In python I have the following line of code:

my_var = collections.defaultdict(lambda: collections.defaultdict(collections.defaultdict(float)))


I don't understand what it is doing. One of the things I don't understand is how we have not specified any variables for the lambda function.

Answer

The default_factory argument to defaultdict should be a function that doesn't accept any arguments which creates and returns an object which will become the value of any non-existent entries that get referenced.

One way to provide such a function is to create an anonymous one using an inline lambda expression. Another way is to use the name of a built-in function the creates and returns one of the built-in types, like float, int, tuple, etc. When any of those are called without an argument, the value of the object returned will have some default value — typically something like zero or empty.

First of all, you can make code like you have more readable by formatting it like this:

my_var = collections.defaultdict(
            lambda: collections.defaultdict(
                collections.defaultdict(float)))

However, (in either form) it's incorrect, since some of the defaultdict calls don't have callable function arguments. Because Python is an interpreted language you won't know this until you try to use my_var. For example something like:

my_var['level1']['level2']['level3'] = 42.

would result in:

TypeError: first argument must be callable or None

This can be fixed by adding another lambda:

my_var = collections.defaultdict(
            lambda: collections.defaultdict(
                lambda: collections.defaultdict(float)))  # need lambda here, too

and afterwards the preceding assignment will won't be considered an error.

Since defaultdict is a subclass of the built-in dict class, you can use the json module to pretty-print instances of one:

import collections

my_var = collections.defaultdict(
            lambda: collections.defaultdict(
                lambda: collections.defaultdict(float)))

import json  # for pretty printing dictionaries

# Auto-creates the 3 levels of dictionaries needed.
my_var['level1']['level2']['level3A'] = 42.

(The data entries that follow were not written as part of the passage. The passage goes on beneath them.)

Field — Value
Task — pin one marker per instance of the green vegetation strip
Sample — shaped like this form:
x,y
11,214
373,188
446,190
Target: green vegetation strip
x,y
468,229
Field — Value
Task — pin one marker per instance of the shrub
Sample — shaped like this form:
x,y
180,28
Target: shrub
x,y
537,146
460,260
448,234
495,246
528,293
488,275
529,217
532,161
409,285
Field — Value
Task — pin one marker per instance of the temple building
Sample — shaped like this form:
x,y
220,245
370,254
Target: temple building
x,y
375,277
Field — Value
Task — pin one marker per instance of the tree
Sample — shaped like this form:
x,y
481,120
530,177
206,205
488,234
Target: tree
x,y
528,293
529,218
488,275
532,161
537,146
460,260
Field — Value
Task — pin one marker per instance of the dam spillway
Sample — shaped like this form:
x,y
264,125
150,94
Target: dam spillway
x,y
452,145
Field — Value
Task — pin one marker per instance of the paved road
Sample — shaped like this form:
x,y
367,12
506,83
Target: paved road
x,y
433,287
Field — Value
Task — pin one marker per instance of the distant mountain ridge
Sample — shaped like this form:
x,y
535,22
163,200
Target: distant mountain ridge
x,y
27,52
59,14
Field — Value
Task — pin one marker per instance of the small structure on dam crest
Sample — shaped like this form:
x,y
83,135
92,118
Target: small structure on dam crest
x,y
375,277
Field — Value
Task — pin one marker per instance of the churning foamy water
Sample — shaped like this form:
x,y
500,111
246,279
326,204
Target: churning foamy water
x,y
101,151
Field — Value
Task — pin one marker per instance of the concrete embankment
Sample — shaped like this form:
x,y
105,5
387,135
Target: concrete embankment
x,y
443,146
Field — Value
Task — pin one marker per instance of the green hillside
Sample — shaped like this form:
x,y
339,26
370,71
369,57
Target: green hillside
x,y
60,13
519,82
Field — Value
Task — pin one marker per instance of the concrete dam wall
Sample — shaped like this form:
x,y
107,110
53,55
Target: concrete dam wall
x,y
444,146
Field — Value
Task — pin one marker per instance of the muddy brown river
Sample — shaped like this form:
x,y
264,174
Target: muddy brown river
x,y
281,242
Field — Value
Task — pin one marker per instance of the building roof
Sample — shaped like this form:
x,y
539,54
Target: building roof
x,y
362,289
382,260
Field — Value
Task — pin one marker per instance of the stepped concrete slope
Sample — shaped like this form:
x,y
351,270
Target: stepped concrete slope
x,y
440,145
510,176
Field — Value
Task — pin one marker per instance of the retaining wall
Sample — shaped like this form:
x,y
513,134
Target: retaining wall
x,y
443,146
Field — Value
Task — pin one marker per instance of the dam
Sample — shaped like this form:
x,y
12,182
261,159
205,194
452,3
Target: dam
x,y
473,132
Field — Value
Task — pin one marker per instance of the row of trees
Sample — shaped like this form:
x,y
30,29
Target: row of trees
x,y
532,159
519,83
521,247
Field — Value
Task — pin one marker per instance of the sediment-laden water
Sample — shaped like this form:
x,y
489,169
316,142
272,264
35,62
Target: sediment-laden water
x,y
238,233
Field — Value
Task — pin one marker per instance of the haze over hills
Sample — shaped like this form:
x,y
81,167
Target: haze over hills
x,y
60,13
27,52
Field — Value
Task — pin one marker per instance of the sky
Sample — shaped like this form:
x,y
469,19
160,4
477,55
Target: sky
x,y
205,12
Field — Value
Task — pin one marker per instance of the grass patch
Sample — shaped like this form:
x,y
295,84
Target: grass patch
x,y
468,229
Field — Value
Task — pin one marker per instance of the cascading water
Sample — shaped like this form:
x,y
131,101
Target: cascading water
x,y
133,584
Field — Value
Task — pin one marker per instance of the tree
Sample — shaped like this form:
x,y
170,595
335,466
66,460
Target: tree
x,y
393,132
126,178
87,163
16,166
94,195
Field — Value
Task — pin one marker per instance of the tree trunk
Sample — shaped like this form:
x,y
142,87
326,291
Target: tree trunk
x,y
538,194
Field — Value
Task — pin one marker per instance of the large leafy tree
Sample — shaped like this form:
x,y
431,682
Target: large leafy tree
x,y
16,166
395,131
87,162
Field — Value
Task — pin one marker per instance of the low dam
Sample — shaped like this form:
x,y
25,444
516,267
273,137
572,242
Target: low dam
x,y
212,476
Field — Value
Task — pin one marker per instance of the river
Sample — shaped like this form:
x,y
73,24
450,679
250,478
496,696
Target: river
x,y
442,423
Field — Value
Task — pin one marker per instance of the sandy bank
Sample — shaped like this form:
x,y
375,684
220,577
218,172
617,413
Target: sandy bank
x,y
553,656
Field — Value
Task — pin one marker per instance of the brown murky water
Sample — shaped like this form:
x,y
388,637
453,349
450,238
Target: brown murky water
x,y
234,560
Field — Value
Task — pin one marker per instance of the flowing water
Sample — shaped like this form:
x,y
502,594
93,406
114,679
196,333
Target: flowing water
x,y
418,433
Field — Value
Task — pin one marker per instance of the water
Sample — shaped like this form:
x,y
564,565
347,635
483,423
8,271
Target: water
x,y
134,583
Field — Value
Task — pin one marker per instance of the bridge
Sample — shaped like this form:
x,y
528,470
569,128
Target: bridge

# Similar to above but additionally auto-creates a
# my_var['level1']['level2']['level3B'] entry with default value of 0.0
my_var['level1']['level2']['level3C'] = my_var['level1']['level2']['level3B'] + 1

print(json.dumps(my_var, indent=4))

Output:

{
    "level1": {
        "level2": {
            "level3A": 42.0, 
            "level3B": 0.0, 
            "level3C": 1.0
        }
    }
}

I think you should be able to understand what it does now — but let me know if not.